She fell silent. Victor fingered his steel watch-chain.

“Akulina, you are not a foolish girl,” he said at last, “therefore don’t talk nonsense. It’s for your own good, do you understand me? Of course, you are not foolish, you’re not altogether a peasant, so to say, and your mother wasn’t always a peasant either. Still, you are without education—therefore you must obey when you are told to.”

“But it’s terrible, Victor Alexandrich.”

“Oh, what nonsense, my dear—what is she afraid of! What is that you have there,” he added, moving close to her, “flowers?”

“Flowers,” replied Akulina sadly. “I have picked some field tansies,” she went on, with some animation. “They’re good for the calves, And here I have some marigolds—for scrofula.
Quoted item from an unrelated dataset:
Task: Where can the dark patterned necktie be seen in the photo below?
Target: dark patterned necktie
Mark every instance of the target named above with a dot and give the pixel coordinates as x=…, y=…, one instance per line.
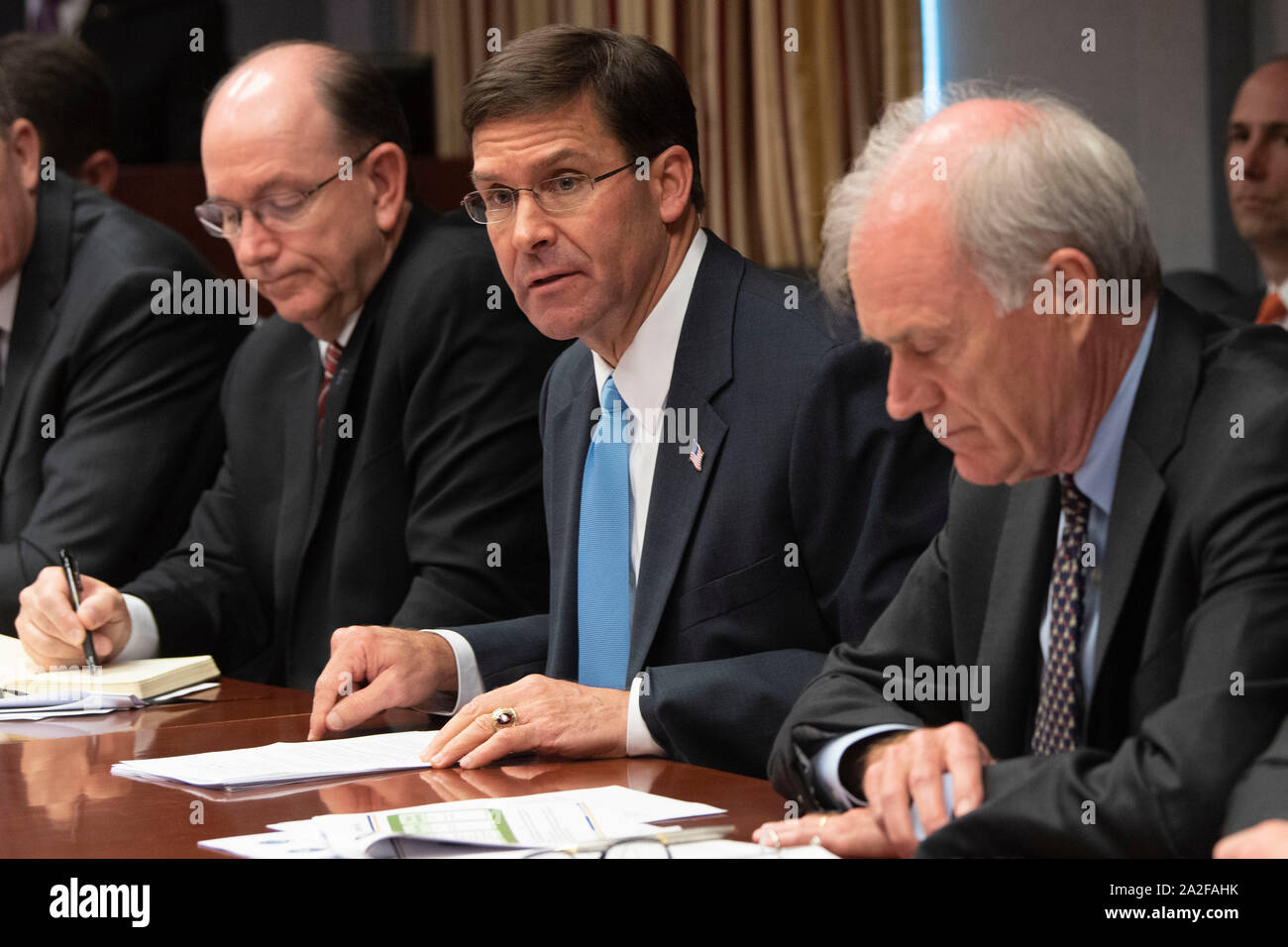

Here, look, what a pretty flower! I haven’t seen such a pretty flower in all my life. Here are forget-me-nots, and—and these I have picked for you,” she added, taking from under the tansies a small bunch of cornflowers, tied around with a thin blade of grass; “do you want them?”
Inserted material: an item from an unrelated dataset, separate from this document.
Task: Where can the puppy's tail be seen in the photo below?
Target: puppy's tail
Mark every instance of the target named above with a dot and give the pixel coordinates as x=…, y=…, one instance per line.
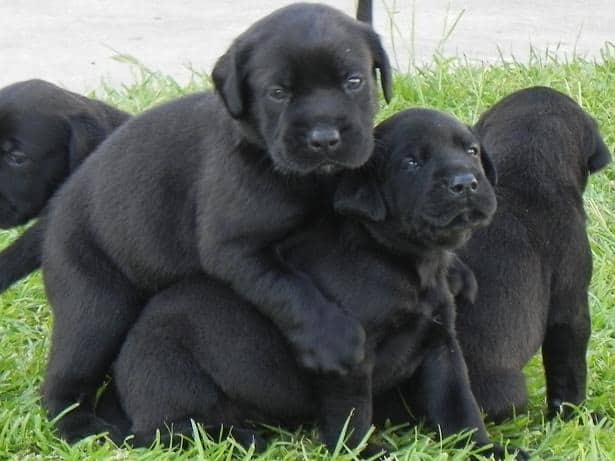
x=364, y=11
Victor held out his hand lazily, took the flowers, smelt them carelessly, and began to turn them around in his fingers, looking up with thoughtful importance. Akulina gazed at him. There was so much tender devotion, reverent obedience, and love in her pensive eyes. She at once feared him, and yet she dared not cry, and inwardly she bade him farewell, and admired him for the last time; and he lay there, stretched out like a sultan, and endured her admiration with magnanimous patience and condescension. I confess I was filled with indignation as I looked at his red face, which betrayed satisfied selfishness through his feigned contempt and indifference. Akulina was so beautiful at this moment. All her soul opened before him trustingly and passionately;—it reached out to him, caressed him, and he—He dropped the cornflowers on the grass, took out from the side-pocket of his coat a round glass in a bronze frame and began to force it into his eye; but no matter how hard he tried to hold it with his knitted brow, his raised cheek, and even with his nose, the glass dropped out and fell into his hands.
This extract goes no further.